New Gene Prioritization Toolkit adds value to GWAS results

Genetic association data from genome-wide association studies (GWAS) are foundational for our understanding of type 2 diabetes and other complex diseases. But in order to apply these results to diagnosis, drug development, and treatment, we need to identify the effector genes that explain those genetic associations. This is rarely straightforward: most SNPs associated with disease are located outside of coding regions of the genome, so that their impact on genes is not obvious; and even a variant located in a protein-coding gene may actually affect a different gene. And to complicate things further, a variant that is strongly associated with disease may not have a direct impact on a gene, but may rather be "along for the ride" with a tightly linked causal variant.

Today we have released a prototype, experimental version of an interactive tool in the Type 2 Diabetes Knowledge Portal that can help bridge the gap between genetic association results and the effector genes that are directly involved in disease. We are aggregating additional data types—for example, transcriptional regulation, tissue specificity, curated biological annotations, and more—and integrating them using cutting-edge computational methods in order to mine insights from GWAS data. The new Gene Prioritization Toolkit presents these data types and results to help researchers evaluate candidate causal genes around a genetic association signal.

As a first step in developing this tool, we needed to find a way to store many different connections between variants, genes, tissues, phenotypes, and biological annotations. We decided to use a Neo4J graph database, which holds data nodes and their relationships with each other and can support complex, scientifically meaningful queries.


Neo4j graph
Neo4J graph showing variants on chromosome 8 that are associated with glycemic phenotypes.
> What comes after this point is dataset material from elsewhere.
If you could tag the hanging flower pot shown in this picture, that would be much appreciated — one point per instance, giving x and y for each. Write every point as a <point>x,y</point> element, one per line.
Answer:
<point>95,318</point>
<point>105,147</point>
Orange circles represent variants; pink, p-values; blue, phenotypes; red, phenotype group; green and brown, variant annotations.

We have also created pipelines to apply computational methods to the genetic association data in the T2DKP. In brief, we are currently running:

  • MetaXcan, which integrates tissue-specific expression data from GTEx and genetic association data to predict the potential that a gene is causal for a phenotype in a given tissue;
  • DEPICT, which integrates multiple data sources including transcriptional co-regulation, Gene Ontology annotations,  model organism phenotypes, and more to predict membership of a gene in a pathway and the probability of its association with a given phenotype;
  • eCAVIAR and COLOC, two methods that quantify the probability that a variant is causal in both genetic association and eQTL studies.

We present the results of these methods in an interactive table on a new tab of the Gene page (see an example), "Genes in region". In addition to the results of the methods listed above, the table includes gene-level T2D associations generated by two types of burden test (Firth and SKAT) from an analysis of nearly 50,000 exome sequences by Jason Flannick and colleagues, as well as the phenotypes of knockout mice that are mutant for homologs of the human genes in the region, from the Mouse Genome Database. All of these methods and data types are described in more detail in our downloadable help documentation for the new interface.

The table shows all of these data types for each gene across the region. It has two alternative views: the Significance view, in which table cells are color-coded by significance, and the Records view, in which shading indicates the number of records in each cell. This visual summary allows you to compare genes quickly across methods. Clicking on a cell opens a window listing full details of the results.

The table supports versatile sorting, and columns may be dragged and dropped in order to group comparable genes. In addition, the table may be transposed so that the columns represent methods and the rows represent genes. This allows sorting by significance within a method, so that the gene with the most significant result for each method is easily identified.

This entire system, from data storage through the computational pipelines through the user interface, has been designed to be flexible and modular so that in the future we will be able to add new methods and data types easily and rapidly. As we actively develop the system, we are very interested in feedback from researchers about how to improve it. Please try it out and let us know what you think!